While we all had our eyes on the oral arguments at SCOTUS recently on a more famous case, word came of an extremely bad decision handed down by a federal judge in Massachusetts.
The short version: The HHS used to have a contract with the USCCB to run anti-trafficking programs to help women who have been trafficked into prostitution in the United States. The USCCB contracts specified that no sub-contractors under them could provide contraception or abortion "counseling or referrals" (or, presumably, actual contraception or abortion). The judge ruled that for the HHS to contract with a Catholic organization that put these allegedly "religiously motivated" restrictions on sub-contractors constituted an establishment of religion. Let that one sink in for a moment.
Richard Garnett at NRO has an excellent legal take-down of the decision, which it would be gilding the lilies for me to add much to. Some choice quotations from Garnett:
This is the wooliest of wooly-headed reasoning. For starters, it would not violate the Establishment Clause for the government to decide its human-trafficking funds should not be used, by anyone, to pay for abortion- and contraception-related counseling. To understate the matter, the government is not required to subsidize or support abortions, and opposition to abortion is no more suspect because many religious believers oppose it than opposition to human trafficking is suspect because many religious believers oppose it.
Next, it is not the case that the religion-inspired policies and practices of institutions that receive public funds somehow become, for constitutional purposes, the government’s own policies. If Judge Stearns were right (and he certainly is not), then it is unconstitutional for a Catholic school that receives some special-education-related or school-lunch funding for low-income students to have morning chapel or First Communion classes. If Judge Stearns were right (and, again, he isn’t), the federal government would be required to forbid any religious institutions that participate in “charitable choice” and “faith-based initiative” programs from taking religious-mission into account when hiring.
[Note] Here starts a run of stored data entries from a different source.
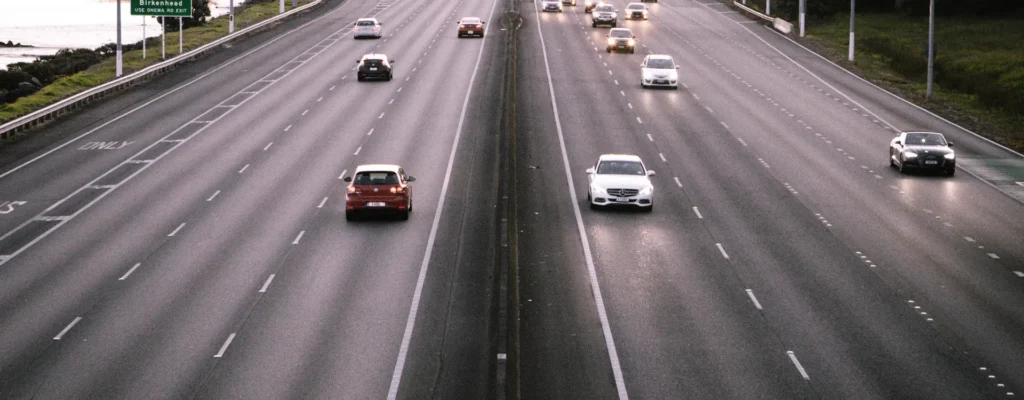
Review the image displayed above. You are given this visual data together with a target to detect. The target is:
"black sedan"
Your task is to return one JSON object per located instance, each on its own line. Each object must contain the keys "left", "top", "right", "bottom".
{"left": 356, "top": 54, "right": 394, "bottom": 81}
{"left": 889, "top": 131, "right": 956, "bottom": 175}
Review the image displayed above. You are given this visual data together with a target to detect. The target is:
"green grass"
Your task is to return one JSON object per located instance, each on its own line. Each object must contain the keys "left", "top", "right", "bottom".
{"left": 801, "top": 13, "right": 1024, "bottom": 153}
{"left": 0, "top": 0, "right": 313, "bottom": 125}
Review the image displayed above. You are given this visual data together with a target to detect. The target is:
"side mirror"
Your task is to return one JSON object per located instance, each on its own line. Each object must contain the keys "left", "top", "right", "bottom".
{"left": 390, "top": 60, "right": 396, "bottom": 63}
{"left": 647, "top": 170, "right": 656, "bottom": 176}
{"left": 343, "top": 176, "right": 352, "bottom": 182}
{"left": 606, "top": 34, "right": 610, "bottom": 37}
{"left": 406, "top": 176, "right": 416, "bottom": 182}
{"left": 633, "top": 36, "right": 637, "bottom": 39}
{"left": 356, "top": 60, "right": 361, "bottom": 63}
{"left": 585, "top": 168, "right": 596, "bottom": 174}
{"left": 947, "top": 141, "right": 954, "bottom": 147}
{"left": 675, "top": 66, "right": 680, "bottom": 69}
{"left": 379, "top": 22, "right": 384, "bottom": 25}
{"left": 482, "top": 21, "right": 486, "bottom": 24}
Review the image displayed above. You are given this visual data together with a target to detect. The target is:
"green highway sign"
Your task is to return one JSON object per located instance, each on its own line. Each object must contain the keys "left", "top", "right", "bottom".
{"left": 130, "top": 0, "right": 192, "bottom": 17}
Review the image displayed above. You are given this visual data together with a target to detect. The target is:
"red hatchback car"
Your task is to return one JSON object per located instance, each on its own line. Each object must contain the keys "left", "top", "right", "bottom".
{"left": 344, "top": 164, "right": 415, "bottom": 220}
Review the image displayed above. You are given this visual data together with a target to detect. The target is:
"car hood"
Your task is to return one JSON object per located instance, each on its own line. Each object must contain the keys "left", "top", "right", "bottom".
{"left": 591, "top": 174, "right": 651, "bottom": 189}
{"left": 642, "top": 68, "right": 677, "bottom": 80}
{"left": 904, "top": 145, "right": 952, "bottom": 155}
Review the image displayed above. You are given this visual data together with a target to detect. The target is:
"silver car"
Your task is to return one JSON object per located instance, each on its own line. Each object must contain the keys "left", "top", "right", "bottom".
{"left": 353, "top": 18, "right": 383, "bottom": 39}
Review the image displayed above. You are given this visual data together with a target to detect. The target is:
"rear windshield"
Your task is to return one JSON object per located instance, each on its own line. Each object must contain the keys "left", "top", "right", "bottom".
{"left": 362, "top": 59, "right": 386, "bottom": 66}
{"left": 627, "top": 4, "right": 644, "bottom": 9}
{"left": 610, "top": 30, "right": 632, "bottom": 38}
{"left": 357, "top": 20, "right": 376, "bottom": 26}
{"left": 354, "top": 171, "right": 399, "bottom": 185}
{"left": 646, "top": 59, "right": 674, "bottom": 68}
{"left": 462, "top": 19, "right": 481, "bottom": 24}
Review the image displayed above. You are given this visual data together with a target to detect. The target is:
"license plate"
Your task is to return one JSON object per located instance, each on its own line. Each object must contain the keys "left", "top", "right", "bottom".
{"left": 618, "top": 44, "right": 625, "bottom": 47}
{"left": 614, "top": 197, "right": 628, "bottom": 202}
{"left": 925, "top": 160, "right": 938, "bottom": 165}
{"left": 468, "top": 31, "right": 474, "bottom": 34}
{"left": 367, "top": 202, "right": 386, "bottom": 207}
{"left": 369, "top": 67, "right": 377, "bottom": 71}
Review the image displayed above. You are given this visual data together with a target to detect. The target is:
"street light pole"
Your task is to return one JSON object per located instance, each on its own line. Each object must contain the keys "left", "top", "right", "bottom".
{"left": 142, "top": 17, "right": 146, "bottom": 59}
{"left": 766, "top": 0, "right": 770, "bottom": 15}
{"left": 229, "top": 0, "right": 235, "bottom": 33}
{"left": 280, "top": 0, "right": 284, "bottom": 14}
{"left": 926, "top": 0, "right": 935, "bottom": 99}
{"left": 848, "top": 0, "right": 855, "bottom": 61}
{"left": 116, "top": 0, "right": 123, "bottom": 77}
{"left": 799, "top": 0, "right": 805, "bottom": 37}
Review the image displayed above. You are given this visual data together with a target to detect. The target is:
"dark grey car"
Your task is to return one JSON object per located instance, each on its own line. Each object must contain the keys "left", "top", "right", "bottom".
{"left": 889, "top": 131, "right": 956, "bottom": 175}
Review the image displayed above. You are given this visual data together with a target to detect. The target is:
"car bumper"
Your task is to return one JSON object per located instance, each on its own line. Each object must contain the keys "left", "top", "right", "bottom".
{"left": 643, "top": 78, "right": 677, "bottom": 87}
{"left": 458, "top": 29, "right": 483, "bottom": 36}
{"left": 589, "top": 191, "right": 652, "bottom": 207}
{"left": 607, "top": 43, "right": 634, "bottom": 52}
{"left": 904, "top": 158, "right": 955, "bottom": 170}
{"left": 346, "top": 198, "right": 408, "bottom": 212}
{"left": 593, "top": 19, "right": 616, "bottom": 25}
{"left": 625, "top": 13, "right": 647, "bottom": 19}
{"left": 358, "top": 70, "right": 391, "bottom": 79}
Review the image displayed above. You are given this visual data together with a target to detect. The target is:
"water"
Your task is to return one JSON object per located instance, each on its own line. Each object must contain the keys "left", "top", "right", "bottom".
{"left": 0, "top": 0, "right": 246, "bottom": 69}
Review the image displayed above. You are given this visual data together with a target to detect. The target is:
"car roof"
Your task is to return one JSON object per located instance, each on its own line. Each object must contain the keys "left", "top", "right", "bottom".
{"left": 647, "top": 54, "right": 673, "bottom": 60}
{"left": 598, "top": 154, "right": 642, "bottom": 162}
{"left": 354, "top": 164, "right": 402, "bottom": 173}
{"left": 361, "top": 53, "right": 389, "bottom": 60}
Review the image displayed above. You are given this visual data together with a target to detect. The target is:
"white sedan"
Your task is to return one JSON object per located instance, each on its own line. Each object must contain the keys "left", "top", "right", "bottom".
{"left": 640, "top": 54, "right": 679, "bottom": 88}
{"left": 586, "top": 154, "right": 655, "bottom": 211}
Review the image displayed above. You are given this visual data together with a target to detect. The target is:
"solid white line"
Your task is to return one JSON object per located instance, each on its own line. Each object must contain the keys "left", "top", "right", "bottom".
{"left": 263, "top": 142, "right": 273, "bottom": 151}
{"left": 527, "top": 3, "right": 629, "bottom": 398}
{"left": 387, "top": 4, "right": 498, "bottom": 398}
{"left": 354, "top": 146, "right": 362, "bottom": 155}
{"left": 338, "top": 169, "right": 347, "bottom": 180}
{"left": 745, "top": 289, "right": 762, "bottom": 310}
{"left": 238, "top": 164, "right": 250, "bottom": 173}
{"left": 292, "top": 230, "right": 305, "bottom": 244}
{"left": 787, "top": 351, "right": 811, "bottom": 380}
{"left": 284, "top": 124, "right": 292, "bottom": 132}
{"left": 659, "top": 153, "right": 666, "bottom": 162}
{"left": 168, "top": 223, "right": 186, "bottom": 237}
{"left": 207, "top": 190, "right": 221, "bottom": 201}
{"left": 674, "top": 177, "right": 682, "bottom": 187}
{"left": 716, "top": 243, "right": 729, "bottom": 259}
{"left": 317, "top": 196, "right": 328, "bottom": 208}
{"left": 214, "top": 333, "right": 236, "bottom": 358}
{"left": 258, "top": 274, "right": 276, "bottom": 293}
{"left": 54, "top": 317, "right": 83, "bottom": 340}
{"left": 692, "top": 207, "right": 703, "bottom": 219}
{"left": 119, "top": 263, "right": 142, "bottom": 280}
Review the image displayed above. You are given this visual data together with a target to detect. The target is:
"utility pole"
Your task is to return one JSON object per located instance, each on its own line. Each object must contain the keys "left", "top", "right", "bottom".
{"left": 280, "top": 0, "right": 285, "bottom": 14}
{"left": 766, "top": 0, "right": 770, "bottom": 15}
{"left": 848, "top": 0, "right": 855, "bottom": 61}
{"left": 116, "top": 0, "right": 123, "bottom": 77}
{"left": 179, "top": 17, "right": 183, "bottom": 54}
{"left": 926, "top": 0, "right": 935, "bottom": 99}
{"left": 799, "top": 0, "right": 805, "bottom": 37}
{"left": 142, "top": 17, "right": 146, "bottom": 59}
{"left": 229, "top": 0, "right": 235, "bottom": 33}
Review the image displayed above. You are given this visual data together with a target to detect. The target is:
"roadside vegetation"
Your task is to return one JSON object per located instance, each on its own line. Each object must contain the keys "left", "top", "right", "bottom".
{"left": 0, "top": 0, "right": 312, "bottom": 126}
{"left": 727, "top": 0, "right": 1024, "bottom": 152}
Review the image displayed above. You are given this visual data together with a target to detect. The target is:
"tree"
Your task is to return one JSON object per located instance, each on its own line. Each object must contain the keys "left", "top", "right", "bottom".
{"left": 158, "top": 0, "right": 212, "bottom": 32}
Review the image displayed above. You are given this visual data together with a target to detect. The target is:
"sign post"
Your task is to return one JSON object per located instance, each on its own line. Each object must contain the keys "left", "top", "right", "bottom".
{"left": 130, "top": 0, "right": 192, "bottom": 59}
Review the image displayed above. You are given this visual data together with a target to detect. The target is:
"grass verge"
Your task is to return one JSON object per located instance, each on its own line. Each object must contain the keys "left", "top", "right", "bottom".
{"left": 0, "top": 0, "right": 313, "bottom": 125}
This article also has a quotation from Steve Wagner, a former director of the HHS human trafficking program, pointing out that it would have been illegal anyway for federal funds to be used for abortions because of the Hyde Amendment. Wouldn't it? Makes you wonder, doesn't it? Is the Hyde Amendment going to be the next ACLU target? Or is the weaseling taking place here on the grounds that the USCCB also wouldn't allow them to provide "counseling or referrals"? One wonders if that's supposed to mean that counseling and referral for abortion is now some sort of federal right even while federal law prohibits use of federal funds to pay for abortion! Or is it only "unconstitutional" to block such funding if done by a religious organization? As Garnett says, the wooliest of wooly-headed reasoning.
I cannot let this opportunity pass to draw a moral: Stay as far away as possible from dependence on government money. Now, to be clear, our current totalitarian federal government is only too happy to go after religious people and organizations that aren't taking federal money. So this is not a route to some sort of full safety. They will still come after you. But you are a lot more vulnerable, and have been more vulnerable for a long time, if you take government money. This is all the more true if your organization's very existence becomes dependent on government money.
One reason I bring this up, at the risk of seeming un-ecumenical, is that Catholic organizations, like mainline Protestant organizations but generally unlike fundamentalist Protestant organizations, have always sort of yearned for a comfortable, mutually beneficial relationship with the government, including the federal government. "Look at Europe!" we're often told. "Look how they fund Christian schools!" Yes, and how's that workin' out for you?
It's not like there haven't been plenty of warnings. This federal court ruling is just another.